The sunrise is more dramatic than yesterday, as there’s lots of cloud about, which makes for vibrant colours. I can see rain streaking down around us, like smudges of paint against the sky. The odd, fat drop lands on me, but not enough to scare me off. I brew up coffee and thoroughly enjoy the moment.
The others slowly surface and we eat stale croissant-shaped pastries filled with jam (yuk – the shape is the only resemblance to a croissant!). “I’m ditching these the first chance we get…”
Then Kati starts Googling: “There’s a train station in town”, she announces, “There’s a train to Bishkek”, Steve jumps on the bandwagon, “I love train travel”, he enthuses, “It’ll be Fun!”, “A real adventure”, adds Kati. I know where this is headed… and just like that, the democratic decision is over-turned. (Why couldn’t the Brexit dilemma be so easily solved?)
We make our way back to the road. There’s a headwind. “Imagine riding all the way to
Bishkek against this!” (The co- conspirators attempt to justify their treachery). Shortly before town we spy a sketchy off-road trail leading directly to the train tracks. We veer off and follow it all the way to the station, where we carry our bikes over the tracks and contemplate the seemingly deserted scene. Steve accosts a railway official and using i-translate, he ascertains that the next train to Bishkek departs at 17h20. It’s now 10h00. She is enjoying the i- chatter, but in answer to his question “Is there a good coffee shop for breakfast?”, he gets a definitive “Nyet”. We all laugh wryly. “There’s no NATO here”, she adds by way of explanation.
We were, however, informed yesterday by the kite surfers, that one can get a good coffee at the Russian gas station on the outskirts of town.

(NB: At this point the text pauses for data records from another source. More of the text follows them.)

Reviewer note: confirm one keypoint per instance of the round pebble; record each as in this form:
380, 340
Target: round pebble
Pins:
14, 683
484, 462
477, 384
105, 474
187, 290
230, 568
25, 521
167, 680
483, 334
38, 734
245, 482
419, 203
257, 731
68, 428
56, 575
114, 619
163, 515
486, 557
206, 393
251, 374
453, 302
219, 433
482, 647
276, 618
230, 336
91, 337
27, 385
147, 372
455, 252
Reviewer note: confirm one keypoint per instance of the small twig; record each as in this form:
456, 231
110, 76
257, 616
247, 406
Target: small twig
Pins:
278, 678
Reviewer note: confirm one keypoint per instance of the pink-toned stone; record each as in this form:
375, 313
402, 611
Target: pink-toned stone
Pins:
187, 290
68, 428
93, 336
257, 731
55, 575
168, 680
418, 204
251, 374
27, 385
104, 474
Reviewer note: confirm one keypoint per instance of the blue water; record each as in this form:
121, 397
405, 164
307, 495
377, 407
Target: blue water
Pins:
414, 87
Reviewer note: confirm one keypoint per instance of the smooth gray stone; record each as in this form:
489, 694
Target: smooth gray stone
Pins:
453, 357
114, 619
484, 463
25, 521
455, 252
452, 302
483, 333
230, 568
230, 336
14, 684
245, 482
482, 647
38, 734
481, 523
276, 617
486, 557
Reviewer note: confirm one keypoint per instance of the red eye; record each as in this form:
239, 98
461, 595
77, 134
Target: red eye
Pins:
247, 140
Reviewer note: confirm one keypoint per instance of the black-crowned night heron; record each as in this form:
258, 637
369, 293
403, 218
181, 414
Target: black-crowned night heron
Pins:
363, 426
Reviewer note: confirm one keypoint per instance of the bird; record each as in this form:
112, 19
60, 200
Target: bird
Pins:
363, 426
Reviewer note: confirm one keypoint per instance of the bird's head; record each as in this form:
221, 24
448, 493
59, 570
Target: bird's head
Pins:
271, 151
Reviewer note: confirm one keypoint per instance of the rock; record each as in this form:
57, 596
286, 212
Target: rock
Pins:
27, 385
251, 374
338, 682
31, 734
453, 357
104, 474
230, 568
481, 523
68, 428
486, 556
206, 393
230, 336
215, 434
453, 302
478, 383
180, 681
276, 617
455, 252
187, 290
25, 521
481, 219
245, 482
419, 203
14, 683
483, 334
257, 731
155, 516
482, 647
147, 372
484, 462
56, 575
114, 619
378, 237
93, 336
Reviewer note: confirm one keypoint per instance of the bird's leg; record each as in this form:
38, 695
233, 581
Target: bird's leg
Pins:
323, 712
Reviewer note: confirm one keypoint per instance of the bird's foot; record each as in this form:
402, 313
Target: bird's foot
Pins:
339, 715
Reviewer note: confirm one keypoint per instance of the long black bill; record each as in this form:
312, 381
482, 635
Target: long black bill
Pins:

We go in search and indeed, we find pretty decent cappuccinos.
I am resigned to not riding, but the thought of hanging out killing time in this God forsaken town for the next 7 hours and then enduring a 5-hour train ride, is doing my head in. Kati contemplates my objection and starts to see the light. “You’re right. I was excited about the train, but I didn’t really think this through.
We could be in Bishkek in a couple of hours if we take a cab now…” Steve is a little sad about missing the train ride, but he too, sees the sense.

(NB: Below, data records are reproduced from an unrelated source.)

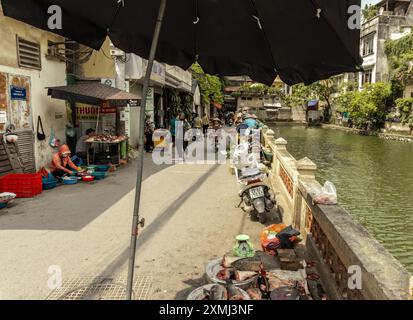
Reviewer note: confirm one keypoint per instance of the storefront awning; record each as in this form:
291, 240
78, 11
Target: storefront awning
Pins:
313, 104
94, 93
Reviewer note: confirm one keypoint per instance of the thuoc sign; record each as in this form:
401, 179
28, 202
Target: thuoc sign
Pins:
106, 108
86, 112
18, 93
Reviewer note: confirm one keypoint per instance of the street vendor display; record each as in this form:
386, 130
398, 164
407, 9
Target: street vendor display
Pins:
62, 163
107, 145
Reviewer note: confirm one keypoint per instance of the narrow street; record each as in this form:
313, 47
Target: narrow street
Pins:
85, 230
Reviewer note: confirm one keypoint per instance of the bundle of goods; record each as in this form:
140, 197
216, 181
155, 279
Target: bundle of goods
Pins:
88, 178
107, 138
6, 198
49, 183
278, 236
23, 185
70, 180
280, 285
217, 292
287, 285
241, 272
327, 195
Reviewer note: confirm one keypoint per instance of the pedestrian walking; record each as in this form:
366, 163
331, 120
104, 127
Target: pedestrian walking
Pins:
205, 123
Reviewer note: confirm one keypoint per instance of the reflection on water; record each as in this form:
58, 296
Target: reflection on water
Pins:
373, 177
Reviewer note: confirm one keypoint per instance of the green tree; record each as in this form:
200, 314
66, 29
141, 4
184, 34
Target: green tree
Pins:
367, 108
323, 90
211, 87
405, 108
370, 11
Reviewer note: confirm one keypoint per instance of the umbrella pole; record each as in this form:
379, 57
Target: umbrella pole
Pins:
136, 222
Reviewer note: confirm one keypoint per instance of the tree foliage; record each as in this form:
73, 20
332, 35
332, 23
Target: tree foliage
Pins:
405, 110
367, 108
370, 11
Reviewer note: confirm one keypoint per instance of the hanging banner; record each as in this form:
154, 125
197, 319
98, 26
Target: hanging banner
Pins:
107, 109
18, 93
85, 112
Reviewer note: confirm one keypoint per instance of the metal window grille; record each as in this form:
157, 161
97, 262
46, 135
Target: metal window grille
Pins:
28, 54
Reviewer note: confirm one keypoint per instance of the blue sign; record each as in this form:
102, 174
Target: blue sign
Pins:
17, 93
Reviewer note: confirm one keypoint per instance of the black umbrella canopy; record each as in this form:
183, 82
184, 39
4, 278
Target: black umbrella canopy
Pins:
301, 40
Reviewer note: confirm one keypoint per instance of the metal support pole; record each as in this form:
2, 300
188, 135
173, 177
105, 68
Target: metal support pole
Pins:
136, 222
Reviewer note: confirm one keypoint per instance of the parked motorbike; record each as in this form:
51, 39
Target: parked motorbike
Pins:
257, 199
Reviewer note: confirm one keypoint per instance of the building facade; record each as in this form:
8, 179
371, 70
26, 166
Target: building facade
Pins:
26, 69
393, 21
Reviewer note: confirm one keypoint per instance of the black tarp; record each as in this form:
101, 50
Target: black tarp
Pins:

So once again we seek out a semi- suitable vehicle, take the bikes to pieces and load up like a SA taxi en route to the Transkei.
The drive is torture in the sweltering heat with no aircon and the driver thinks he’s Jody Scheckter, weaving from lane to lane,
“I’m SO GLAD we didn’t ride!” says Kati. I keep my muttering inside my head: “would’ve been much cooler on the bikes…” and focus on keeping my motion-sickness in check.
We come full circle back to The Garden Hotel, where we’ll spend the next 3 nights until our flight on Tuesday morning.
It seems only right that we also re-visit the Chicken Star Restaurant, where we so enjoyed our first dinner in Kyrgyzstan.
Kati is concerned it will be a disappointment 2nd time around, but it matches our memories and we toast our adventures with ice cold beer and pinch ourselves to be sure it hasn’t all been a crazy dream.